Diego no se va, Diego no se va. Il popolo di Buenos Aires canta e balla, sembra che l’Argentina abbia vinto il mondiale. È stata presa a wurstel in faccia dai tedeschi. E allora? È rientrata a casa, l’albiceleste, tra cori e fiesta grande. Si può perdere ma Diego Armando Maradona è Dio in terra, chi lo attacca è un bestemmiatore, è severamente vietato criticarlo, giù le mani dalla mano de Dios. Storie di un Sudamerica diverso. In Brasile Dunga è già disoccupato, Felipe Melo rintanato, Kakà stanato, la seleçao spernacchiata. A Baires, come a Napoli, continuano a pregare dinanzi all’immagine votiva sperando che il miracolo si ripeta, San Gennaro non tradisce, san Diego non risponde, il rosario è stato battuto da Benedetto XVI e la sua squadra di alemanos. A Rio de Janeiro la vergogna non può essere tollerata, Dunga non ha nulla del futbol bailado, del samba e del pan de azucar, il suo calcio è roba da vecchio continente, muscoli e difesa e così è stata sbattuto fuori dal mondo e dal mondiale. Due sudameriche diverse e uguali, si odiano e si inseguono, divise nella filosofia, nella lingua, nella cultura, unite dal calcio che le ha rese celebri in ogni dove, con le icone di Pelè e di Maradona.
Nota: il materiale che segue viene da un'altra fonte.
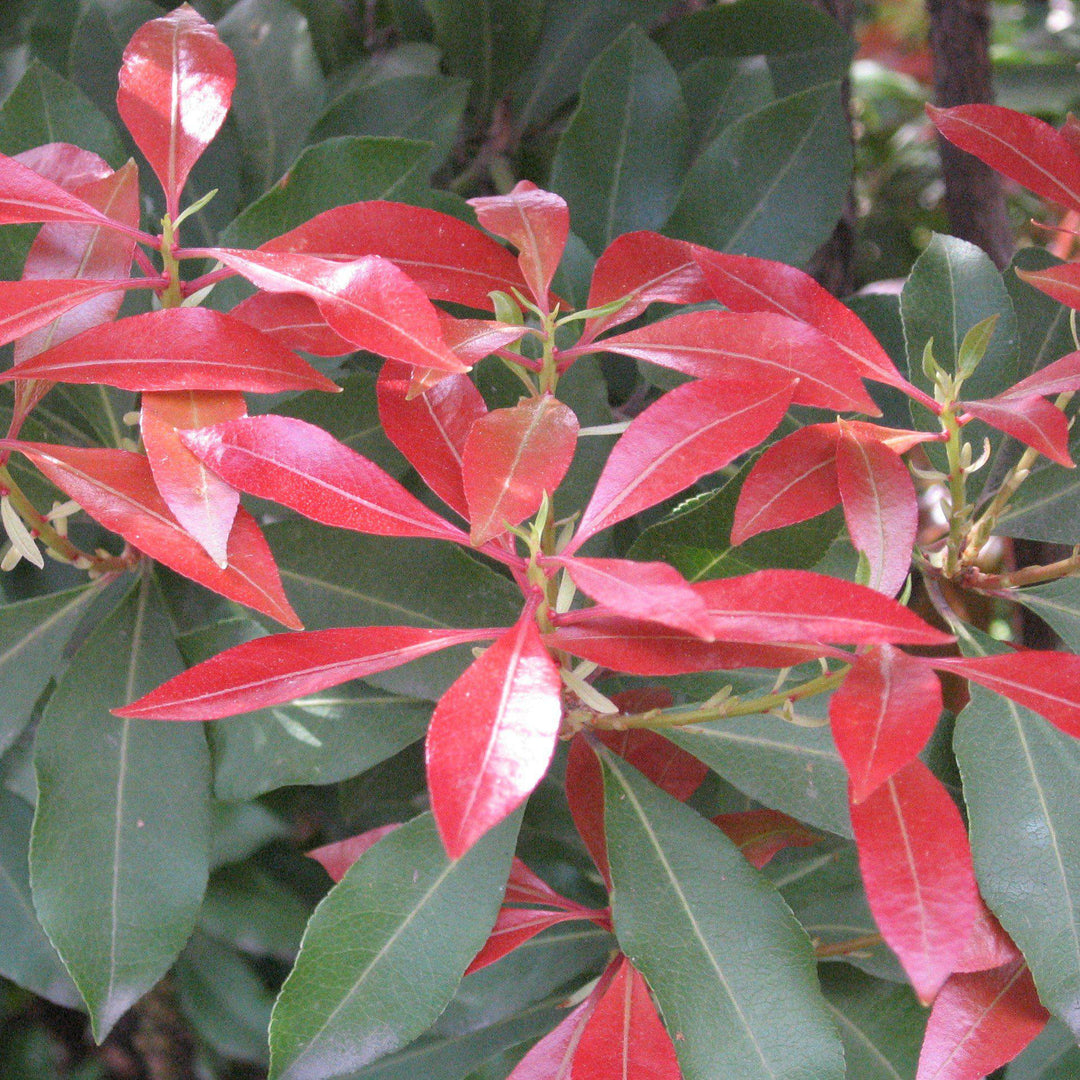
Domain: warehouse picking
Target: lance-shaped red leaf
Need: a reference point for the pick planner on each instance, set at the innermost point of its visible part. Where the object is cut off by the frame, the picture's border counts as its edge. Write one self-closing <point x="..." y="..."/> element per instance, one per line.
<point x="368" y="301"/>
<point x="655" y="592"/>
<point x="269" y="671"/>
<point x="1026" y="150"/>
<point x="302" y="467"/>
<point x="1033" y="420"/>
<point x="917" y="869"/>
<point x="880" y="508"/>
<point x="760" y="834"/>
<point x="692" y="430"/>
<point x="117" y="488"/>
<point x="512" y="458"/>
<point x="431" y="429"/>
<point x="201" y="501"/>
<point x="718" y="345"/>
<point x="980" y="1022"/>
<point x="794" y="480"/>
<point x="493" y="734"/>
<point x="1047" y="683"/>
<point x="175" y="86"/>
<point x="802" y="607"/>
<point x="447" y="258"/>
<point x="175" y="349"/>
<point x="624" y="1039"/>
<point x="882" y="715"/>
<point x="537" y="223"/>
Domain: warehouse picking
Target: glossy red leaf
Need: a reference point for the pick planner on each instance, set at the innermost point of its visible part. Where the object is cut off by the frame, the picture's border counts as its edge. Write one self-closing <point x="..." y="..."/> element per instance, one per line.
<point x="491" y="736"/>
<point x="880" y="508"/>
<point x="692" y="430"/>
<point x="1047" y="683"/>
<point x="537" y="223"/>
<point x="302" y="467"/>
<point x="175" y="349"/>
<point x="882" y="715"/>
<point x="176" y="83"/>
<point x="794" y="480"/>
<point x="1033" y="420"/>
<point x="917" y="869"/>
<point x="447" y="258"/>
<point x="512" y="458"/>
<point x="368" y="301"/>
<point x="655" y="592"/>
<point x="980" y="1022"/>
<point x="269" y="671"/>
<point x="760" y="834"/>
<point x="1023" y="148"/>
<point x="117" y="488"/>
<point x="200" y="500"/>
<point x="719" y="345"/>
<point x="431" y="429"/>
<point x="624" y="1039"/>
<point x="802" y="607"/>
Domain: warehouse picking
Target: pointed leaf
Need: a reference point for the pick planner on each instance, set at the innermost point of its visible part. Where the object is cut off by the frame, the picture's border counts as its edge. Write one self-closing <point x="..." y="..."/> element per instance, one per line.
<point x="175" y="86"/>
<point x="980" y="1022"/>
<point x="692" y="430"/>
<point x="916" y="865"/>
<point x="882" y="715"/>
<point x="300" y="466"/>
<point x="512" y="458"/>
<point x="491" y="736"/>
<point x="880" y="508"/>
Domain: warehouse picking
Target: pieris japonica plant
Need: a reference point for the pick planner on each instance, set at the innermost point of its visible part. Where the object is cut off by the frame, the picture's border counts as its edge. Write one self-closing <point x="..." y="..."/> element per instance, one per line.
<point x="719" y="713"/>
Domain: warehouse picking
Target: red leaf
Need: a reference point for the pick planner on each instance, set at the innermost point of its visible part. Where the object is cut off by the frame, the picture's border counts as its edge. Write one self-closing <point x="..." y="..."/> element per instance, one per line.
<point x="880" y="508"/>
<point x="723" y="343"/>
<point x="801" y="607"/>
<point x="1026" y="150"/>
<point x="537" y="223"/>
<point x="1047" y="683"/>
<point x="117" y="488"/>
<point x="338" y="856"/>
<point x="431" y="429"/>
<point x="175" y="86"/>
<point x="513" y="457"/>
<point x="1034" y="421"/>
<point x="692" y="430"/>
<point x="175" y="349"/>
<point x="980" y="1022"/>
<point x="624" y="1038"/>
<point x="447" y="258"/>
<point x="760" y="834"/>
<point x="368" y="301"/>
<point x="794" y="480"/>
<point x="655" y="592"/>
<point x="269" y="671"/>
<point x="302" y="467"/>
<point x="917" y="869"/>
<point x="491" y="736"/>
<point x="202" y="502"/>
<point x="882" y="715"/>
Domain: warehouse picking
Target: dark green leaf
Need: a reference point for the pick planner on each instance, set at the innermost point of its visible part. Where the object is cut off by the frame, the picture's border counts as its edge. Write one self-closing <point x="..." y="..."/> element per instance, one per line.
<point x="120" y="849"/>
<point x="716" y="943"/>
<point x="415" y="919"/>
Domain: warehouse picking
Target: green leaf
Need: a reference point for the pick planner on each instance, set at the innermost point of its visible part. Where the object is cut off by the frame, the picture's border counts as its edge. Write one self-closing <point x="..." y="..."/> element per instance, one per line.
<point x="773" y="183"/>
<point x="718" y="946"/>
<point x="32" y="635"/>
<point x="26" y="955"/>
<point x="415" y="919"/>
<point x="120" y="849"/>
<point x="621" y="160"/>
<point x="1021" y="777"/>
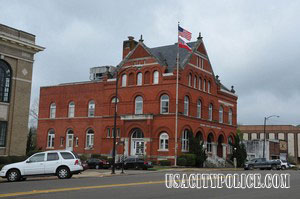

Gli occhi di Diego Armando, ieri, sul pulmann che trasportava la squadra dall’aereo allo scalo della capitale, erano quelli stupiti da tanta festa attorno alla sua nazionale sconfitta, il popolo perdona il proprio idolo, lo ama, lo venera, lo accoglie, dimentica gli errori, di una vita aspra, di un fuoriclasse che ha bruciato per fragilità una fetta della sua immensa carriera. Maradona cammina come un tacchino all’ingrasso, i capelli sono più tinti che mai, stringe al petto le figlie, la butta sull’anema e core, è Diego Armando sempre e comunque, finalmente spogliato da quell’orrendo abito nuziale del valore di euro settecento. Buenos Aires trentadue anni fa cantava, ubriaca, dopo la finale con l’Olanda. «Holanda, la copa se mira y no se toca». Stavolta l’Olanda cerca di toccare la coppa e gli argentini sono costretti soltanto ad ammirarla.

Maradona non ha mani per il colpo de Dios, non ha piedi per i miracoli divini, è un uomo solo e solitario che con gli occhi sbarrati dice «il mio ciclo è finito, ho dato tutto quello che avevo, adesso voglio stare con la mia famiglia». Ma la Federazione non ne vuole sapere di fare scelte («è una decisione che dipende solo da Diego») e l’Argentina continua a sognare, con lui, per lui.